Simone Santoro

Personal information
- Date of birth: 20 September 1999 (age 26)
- Place of birth: Messina, Italy
- Height: 1.81 m (5 ft 11 in)
- Position: Midfielder

Team information
- Current team: Modena
- Number: 8

Youth career
- 0000–2019: Palermo

Senior career*
- Years: Team / Apps / (Gls)
- 2017–2019: Palermo / 0 / (0)
- 2019–2021: Teramo / 62 / (3)
- 2021–2024: Perugia / 79 / (4)
- 2024: → Modena (loan) / 15 / (0)
- 2024–: Modena / 70 / (6)

= Simone Santoro =

Italian footballer

Simone Santoro (born 20 September 1999) is an Italian professional footballer who plays as a midfielder for club Modena.

==Career==
He was raised in the youth system of Palermo and was called up for Serie B games in the 2017–18 and 2018–19 seasons, but did not see any time on the field.

He made his professional Serie C debut for Teramo on 25 August 2019 in a game against Catanzaro.

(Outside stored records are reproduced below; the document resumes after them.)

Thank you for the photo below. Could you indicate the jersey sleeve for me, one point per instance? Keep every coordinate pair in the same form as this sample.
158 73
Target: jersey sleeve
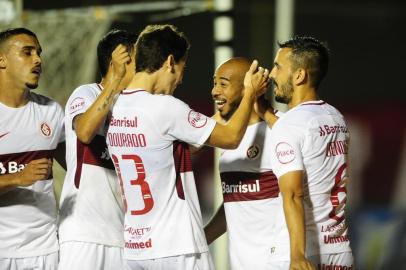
61 121
185 124
286 145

On 7 August 2021, he signed a three-year contract with Serie B club Perugia. He made his Serie B debut for Perugia on 21 August 2021 against Pordenone.

On 1 February 2024, Santoro moved on loan to Modena, with an option to buy. On 12 June 2024, Modena exercised the option and signed a two-season contract with Santoro.